Hi @satoru-takeuchi, Yes this is my actual workaround, but the cluster is unavailable during the detection/fix frame
Yes this is my actual workaround,
Great.
but the cluster is unavailable during the detection/fix frame
Of course, I'm trying to create a PR to fix this problem.
The logic in which this bug exists is a bit complicated. Please wait for a while.
This problem was introduced by my commit.
The logic in which this bug exists is a bit complicated. Please wait for a while.
This problem was introduced by my commit.
@satoru-takeuchi Do you have more thoughts about how common this issue might be? Since your commit was a while ago, perhaps it is not a common case?
@travisn
I guess that it's not so common in small clusters and the possibility get higher in large clusters. This problem seems to hapens iff the target of /var/lib/ceph/ceph-<n>/block
is a non existent block device file.
Here is an example when there are two scratch devices, B and C and they are bound to device files "sdb" and "sdc".
- Create an OSD on top of device C. Here "sdc" is specified in CephCluster CR and ".../block" points to "sdc."
- device B becomes unavailable by some reasons (e.g. device failure or unplug this disk). The probability of this step depends on the scale of each cluster.
- A device name change happens because of the reduction of the number of devices. Then device C is bounf to "sdb". However, ".../block" still points to missing "sdc".

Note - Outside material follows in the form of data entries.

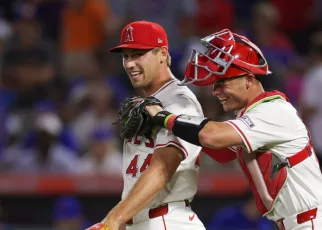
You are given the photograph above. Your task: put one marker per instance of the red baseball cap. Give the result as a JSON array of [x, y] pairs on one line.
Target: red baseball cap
[[142, 35]]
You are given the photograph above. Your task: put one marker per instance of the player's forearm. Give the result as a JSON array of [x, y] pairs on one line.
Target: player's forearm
[[199, 130], [144, 191]]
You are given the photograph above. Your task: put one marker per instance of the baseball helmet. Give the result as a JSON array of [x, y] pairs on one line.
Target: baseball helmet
[[227, 55]]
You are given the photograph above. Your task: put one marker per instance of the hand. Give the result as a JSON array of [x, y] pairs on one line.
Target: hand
[[153, 109], [98, 226]]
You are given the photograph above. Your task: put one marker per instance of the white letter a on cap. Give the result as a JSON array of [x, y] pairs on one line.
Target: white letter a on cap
[[129, 34]]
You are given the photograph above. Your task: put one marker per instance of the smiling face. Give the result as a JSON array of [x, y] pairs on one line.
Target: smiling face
[[142, 66], [233, 93]]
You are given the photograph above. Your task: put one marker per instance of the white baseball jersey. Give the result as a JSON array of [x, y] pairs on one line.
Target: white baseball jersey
[[274, 126], [138, 151]]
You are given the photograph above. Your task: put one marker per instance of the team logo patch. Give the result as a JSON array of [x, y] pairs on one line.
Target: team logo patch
[[247, 121], [129, 34]]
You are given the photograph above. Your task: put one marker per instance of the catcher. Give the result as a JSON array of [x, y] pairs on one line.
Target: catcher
[[268, 138], [160, 170]]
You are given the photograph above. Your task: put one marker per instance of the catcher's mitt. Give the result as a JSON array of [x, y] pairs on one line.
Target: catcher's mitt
[[134, 119]]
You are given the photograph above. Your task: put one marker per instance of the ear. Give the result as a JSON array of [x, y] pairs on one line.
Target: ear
[[164, 54], [250, 80]]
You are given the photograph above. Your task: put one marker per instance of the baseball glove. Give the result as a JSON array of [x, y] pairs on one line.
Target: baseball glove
[[134, 119]]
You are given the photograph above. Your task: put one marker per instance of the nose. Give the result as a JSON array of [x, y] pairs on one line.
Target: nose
[[216, 90], [128, 64]]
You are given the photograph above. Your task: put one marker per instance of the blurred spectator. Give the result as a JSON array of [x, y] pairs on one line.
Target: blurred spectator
[[311, 105], [214, 15], [68, 214], [296, 19], [104, 156], [277, 48], [47, 156], [294, 80], [86, 27], [240, 216], [90, 106], [66, 136], [29, 58]]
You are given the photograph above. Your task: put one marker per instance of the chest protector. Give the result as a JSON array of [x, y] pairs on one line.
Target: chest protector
[[266, 172]]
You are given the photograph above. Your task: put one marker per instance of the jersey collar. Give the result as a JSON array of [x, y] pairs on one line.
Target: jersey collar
[[263, 97]]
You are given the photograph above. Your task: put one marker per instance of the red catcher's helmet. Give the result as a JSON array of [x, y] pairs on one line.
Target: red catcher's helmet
[[228, 55]]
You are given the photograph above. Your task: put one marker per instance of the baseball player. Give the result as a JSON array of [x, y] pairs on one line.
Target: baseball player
[[267, 137], [160, 173]]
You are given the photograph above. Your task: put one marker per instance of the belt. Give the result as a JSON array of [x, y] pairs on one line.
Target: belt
[[159, 211], [300, 219]]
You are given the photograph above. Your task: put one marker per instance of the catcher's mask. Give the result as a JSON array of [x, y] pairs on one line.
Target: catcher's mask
[[228, 55]]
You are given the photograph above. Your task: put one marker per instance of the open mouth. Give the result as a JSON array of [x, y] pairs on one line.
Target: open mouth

I verified this problem actually happened in my test env. In addition, I verified that this problem didn't not to happen when flipping device names(e.g. device B is bound to "sdc" and device C bound to "sdb").
The key factor is the reduction of the number of a device andon of ".../block" files becomes dangling symlink.

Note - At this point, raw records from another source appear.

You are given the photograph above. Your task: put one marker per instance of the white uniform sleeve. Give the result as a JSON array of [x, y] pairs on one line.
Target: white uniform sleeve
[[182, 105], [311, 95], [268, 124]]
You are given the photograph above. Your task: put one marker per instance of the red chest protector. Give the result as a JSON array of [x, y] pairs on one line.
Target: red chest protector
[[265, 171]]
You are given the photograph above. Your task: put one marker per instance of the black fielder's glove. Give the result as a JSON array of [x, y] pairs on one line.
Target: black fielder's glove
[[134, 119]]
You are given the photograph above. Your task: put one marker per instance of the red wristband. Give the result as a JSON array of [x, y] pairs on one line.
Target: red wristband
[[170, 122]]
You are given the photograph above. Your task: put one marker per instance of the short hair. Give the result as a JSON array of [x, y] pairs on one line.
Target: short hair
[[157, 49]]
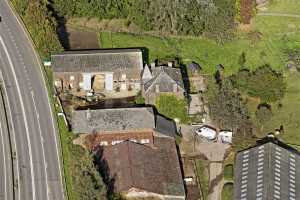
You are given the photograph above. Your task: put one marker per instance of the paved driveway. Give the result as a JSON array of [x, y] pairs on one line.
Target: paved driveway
[[193, 145]]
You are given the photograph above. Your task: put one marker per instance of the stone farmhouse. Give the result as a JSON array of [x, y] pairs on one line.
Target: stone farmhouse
[[106, 71], [161, 80]]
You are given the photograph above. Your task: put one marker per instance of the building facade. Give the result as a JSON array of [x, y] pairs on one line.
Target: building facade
[[98, 71], [161, 80], [267, 171], [113, 126]]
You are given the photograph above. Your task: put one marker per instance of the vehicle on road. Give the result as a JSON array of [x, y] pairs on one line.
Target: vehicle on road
[[207, 132]]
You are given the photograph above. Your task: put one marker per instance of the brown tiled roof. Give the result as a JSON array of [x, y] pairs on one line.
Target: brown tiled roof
[[155, 170], [165, 77]]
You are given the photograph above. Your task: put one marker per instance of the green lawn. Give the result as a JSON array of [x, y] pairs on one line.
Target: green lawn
[[227, 192], [288, 115], [202, 173], [275, 36], [228, 172], [284, 6]]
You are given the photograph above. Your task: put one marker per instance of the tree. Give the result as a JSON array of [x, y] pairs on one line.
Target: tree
[[227, 108], [263, 114], [264, 83], [242, 59], [172, 107]]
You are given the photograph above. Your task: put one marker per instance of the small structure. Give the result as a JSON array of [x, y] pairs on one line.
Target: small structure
[[113, 126], [194, 67], [196, 105], [141, 172], [225, 136], [207, 132], [107, 71], [267, 171], [162, 79]]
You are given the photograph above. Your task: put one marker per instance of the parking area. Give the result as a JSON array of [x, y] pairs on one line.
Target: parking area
[[214, 151]]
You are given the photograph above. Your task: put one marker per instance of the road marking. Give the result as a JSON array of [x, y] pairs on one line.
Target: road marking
[[43, 149], [49, 105], [14, 139], [4, 160], [24, 118]]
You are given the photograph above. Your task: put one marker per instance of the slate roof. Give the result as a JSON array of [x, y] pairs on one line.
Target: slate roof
[[155, 170], [165, 126], [111, 60], [164, 76], [116, 119], [268, 171]]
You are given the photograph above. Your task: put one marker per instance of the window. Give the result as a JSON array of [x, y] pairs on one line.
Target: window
[[145, 141], [103, 143], [157, 88], [116, 142], [175, 89], [57, 83]]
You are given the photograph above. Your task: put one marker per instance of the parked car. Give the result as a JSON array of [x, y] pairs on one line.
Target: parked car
[[226, 136], [207, 132]]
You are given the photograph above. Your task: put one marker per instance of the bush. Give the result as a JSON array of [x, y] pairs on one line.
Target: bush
[[263, 113], [228, 172], [139, 99], [227, 192], [264, 83], [40, 24], [172, 107]]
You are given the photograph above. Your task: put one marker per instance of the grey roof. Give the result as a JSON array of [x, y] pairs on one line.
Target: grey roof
[[165, 126], [164, 76], [111, 60], [154, 170], [266, 172], [117, 119]]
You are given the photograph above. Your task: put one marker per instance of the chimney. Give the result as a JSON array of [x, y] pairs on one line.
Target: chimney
[[152, 65], [88, 114]]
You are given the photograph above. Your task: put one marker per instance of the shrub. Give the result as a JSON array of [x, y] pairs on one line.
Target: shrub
[[172, 107]]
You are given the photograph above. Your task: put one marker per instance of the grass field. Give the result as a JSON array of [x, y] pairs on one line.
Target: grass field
[[227, 192], [266, 44], [203, 177], [288, 115], [284, 6]]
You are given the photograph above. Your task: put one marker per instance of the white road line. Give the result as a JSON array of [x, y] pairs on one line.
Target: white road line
[[43, 149], [24, 118], [14, 139], [4, 160], [46, 89]]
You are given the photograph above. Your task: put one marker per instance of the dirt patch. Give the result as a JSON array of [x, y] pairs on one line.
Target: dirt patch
[[75, 39], [113, 25]]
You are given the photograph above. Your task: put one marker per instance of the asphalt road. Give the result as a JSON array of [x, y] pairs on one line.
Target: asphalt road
[[37, 168], [6, 169]]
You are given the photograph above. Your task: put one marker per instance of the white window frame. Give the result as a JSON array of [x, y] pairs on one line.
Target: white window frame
[[103, 143], [145, 141]]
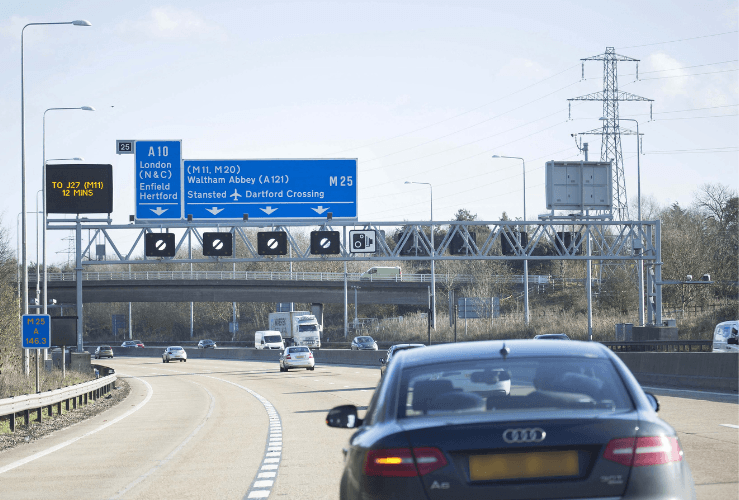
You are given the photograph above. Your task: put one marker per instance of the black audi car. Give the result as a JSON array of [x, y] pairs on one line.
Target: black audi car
[[574, 424]]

Although this problem might also be in OSD on PVC, I didn't confirm yet.
My next actions are...
- Read the OSD on decice code crefully and fix the problem focuses on OSD on device.
- Look at the OSD on PVC case.
- Confirm whether this problem is specific to Rook.

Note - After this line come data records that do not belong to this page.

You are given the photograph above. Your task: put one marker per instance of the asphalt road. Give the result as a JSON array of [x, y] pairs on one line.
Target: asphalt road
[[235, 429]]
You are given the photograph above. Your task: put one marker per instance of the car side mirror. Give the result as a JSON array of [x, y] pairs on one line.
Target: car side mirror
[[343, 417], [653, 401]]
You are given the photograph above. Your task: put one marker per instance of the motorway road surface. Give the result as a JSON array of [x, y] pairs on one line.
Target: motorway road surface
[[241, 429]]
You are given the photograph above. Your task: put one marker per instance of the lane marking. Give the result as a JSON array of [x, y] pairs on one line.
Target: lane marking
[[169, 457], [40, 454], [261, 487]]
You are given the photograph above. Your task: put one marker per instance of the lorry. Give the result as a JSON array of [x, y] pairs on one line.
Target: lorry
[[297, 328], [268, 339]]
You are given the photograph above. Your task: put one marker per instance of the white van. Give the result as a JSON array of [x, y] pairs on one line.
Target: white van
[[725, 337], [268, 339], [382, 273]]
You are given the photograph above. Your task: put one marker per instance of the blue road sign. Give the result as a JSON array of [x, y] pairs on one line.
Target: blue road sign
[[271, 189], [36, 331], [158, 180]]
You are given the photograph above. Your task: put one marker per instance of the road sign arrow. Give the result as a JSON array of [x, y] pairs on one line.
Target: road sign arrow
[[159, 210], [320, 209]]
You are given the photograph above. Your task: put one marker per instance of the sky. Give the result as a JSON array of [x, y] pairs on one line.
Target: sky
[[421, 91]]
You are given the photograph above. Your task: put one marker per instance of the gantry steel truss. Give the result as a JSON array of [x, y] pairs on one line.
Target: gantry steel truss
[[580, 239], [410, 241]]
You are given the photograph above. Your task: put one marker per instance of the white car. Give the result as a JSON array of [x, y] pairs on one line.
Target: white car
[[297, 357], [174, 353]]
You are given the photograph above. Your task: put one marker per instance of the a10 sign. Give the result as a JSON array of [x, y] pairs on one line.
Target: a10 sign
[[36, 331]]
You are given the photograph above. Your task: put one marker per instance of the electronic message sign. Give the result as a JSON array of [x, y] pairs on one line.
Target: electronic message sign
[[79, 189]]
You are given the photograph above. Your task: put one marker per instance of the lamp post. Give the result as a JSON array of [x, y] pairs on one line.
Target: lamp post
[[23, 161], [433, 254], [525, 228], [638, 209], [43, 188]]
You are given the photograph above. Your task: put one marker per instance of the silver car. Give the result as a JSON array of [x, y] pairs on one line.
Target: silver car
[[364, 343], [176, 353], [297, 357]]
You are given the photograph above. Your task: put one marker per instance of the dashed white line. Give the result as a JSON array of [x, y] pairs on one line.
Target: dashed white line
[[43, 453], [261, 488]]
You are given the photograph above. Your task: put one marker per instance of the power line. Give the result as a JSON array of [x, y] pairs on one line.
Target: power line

- If not, submit an issue to Ceph.
Does my plan make sense?
Thanks for the explanation, sounds like a good plan. When ceph-volume creates the OSD, I thought ceph would start using a symlink with the path name instead of the original device name. I am forgetting the details, but my memory doesn't match what you are describing, so I don't trust my memory.
This issue has been automatically marked as stale because it has not had recent activity. It will be closed in a week if no further activity occurs. Thank you for your contributions.
I just hit this as well -- and I've seen it a few times in the past, just didn't find a solution or have time to try to track it down. thanks for the efforts to fix it!
@satoru-takeuchi How is the investigation on this issue? Thanks!
@travisn I'm testing #11567 , which resolves this issue. There are several remaining tests. I'll finish this todat.
It takes long time due to lack of my extra time and there are many test case.
Thanks a lot for the fix, I'm just waiting for the next release :)
Thanks a lot for the fix, I'm just waiting for the next release :)
v1.10.12 is out with this fix!